At the individual rider level, the rules help with establishing a hierarchy that we as fans use to make sense of the results we see, of the progress of riders year over year, and of making comparisons over the decades. If we know that riders are following the rules, we can judge the relative merits of performances. We can see Mark Cavendish becoming world champion in Copenhagen as the continuation of a string of stellar rides by the sprinter of his generation; we can see Tony Martin’s time trial win at the same event as the passing of the torch; we can see Thomas Voeckler’s yellow jersey defence at the Tour as the performance of a plucky underdog; we can see Philippe Gilbert’s 2011 season as the realisation of a massive talent nurtured throughout his apprenticeship.

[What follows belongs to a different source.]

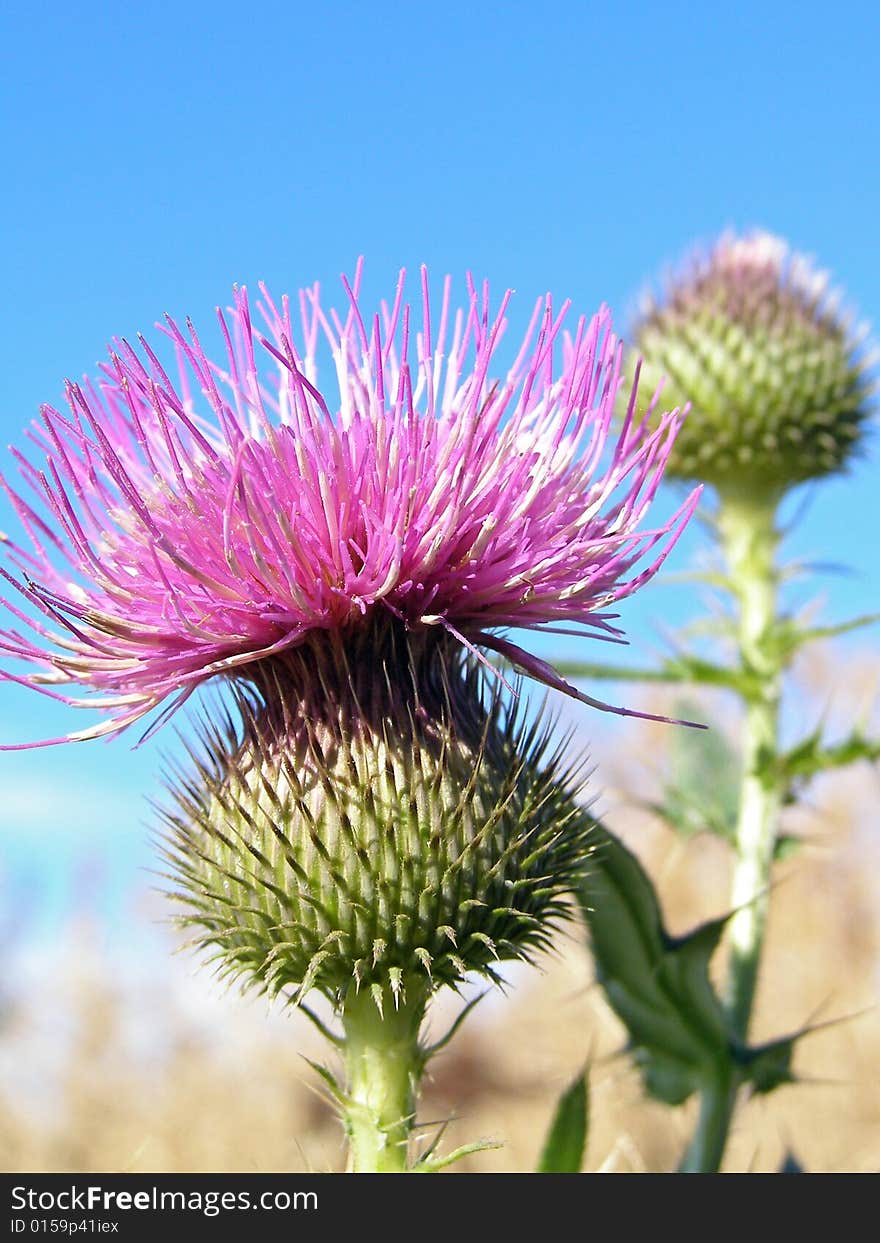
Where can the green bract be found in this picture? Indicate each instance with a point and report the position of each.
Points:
(750, 336)
(380, 817)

Which is why the era of blood doping (that is seemingly now waning) completely turned the meaning of cycling on its head. Results lost their context as previously unheralded riders raced to the top steps of the podiums, past champions sank in a miasma of mediocrity, whole teams swept races largely uncontested, and a whole generation of riders trying to ride clean struggled to make the second page of the results sheets despite their talents. There was plenty of spectacle, of that we can be sure, but the plethora of asterisks against the results from that era mean that they have no context – comparisons over time are meaningless, and even now trying to work out who actually ‘won’ a race is a frustrating and fruitless exercise.
The moral dimension
As fans, even if we adopt a devil-may-care attitude to some of the infractions of the rules in cycling, at some level we have (or need) to adopt the lusory attitude. We might support a tinkering with the regulations, in the interests of fairness, safety, or for the evolution of the sport, for example, but we support the concept of having rules in the first place. Without them the sport that we support simply becomes diluted, it reverts to a spectacle that has a short-term emotive appeal but lacks a long-term context.

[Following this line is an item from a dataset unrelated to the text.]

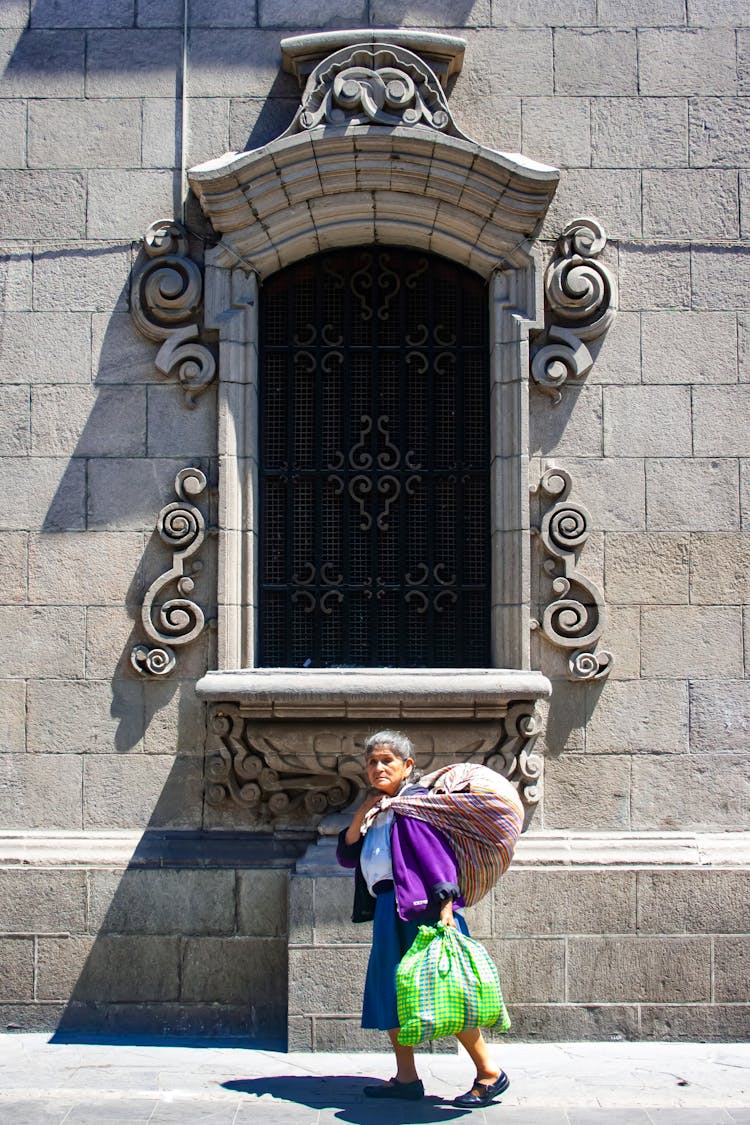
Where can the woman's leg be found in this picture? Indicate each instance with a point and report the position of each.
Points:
(476, 1045)
(406, 1070)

Without that context, and without that tension between the riders, cycling is stripped of its morality – its uplifting properties. Therefore, the rules help transcend the basic concept of cycling – highly trained and skilled athletes competing against each other over a fixed route under certain conditions – and make it into something else. As Barthes writes: “Muscle does not make the sport… Muscle, however precious, is never anything more than raw material. It is not muscle that wins. What wins is a certain idea of man and of the world, of man in the world. This idea is that man is fully defined by his action, and man’s action is not to dominate other men, it is to dominate things.”
To follow on from Barthes’ concept, this is what we might call the moral dimension of cycling. Racers can conquer adversity, the challenges that the nature of the route throws at them, the vagaries of the wind and weather, and they can overcome self-doubt and cruel twists of fate. These are the ‘things’ that men (and women, for that matter) can dominate. The domination of the high mountains, or the cruel cobbles, or the wind-swept plains, or the steep Belgian bergs is facilitated by all the rules and regulations that govern cycle races. They make the ‘certain idea’ possible and make cycle racing what it is. This allows cycling to be something greater than the sum of racers just riding bikes, to reach beyond just spectacle. To give meaning to the mundane and the majestic.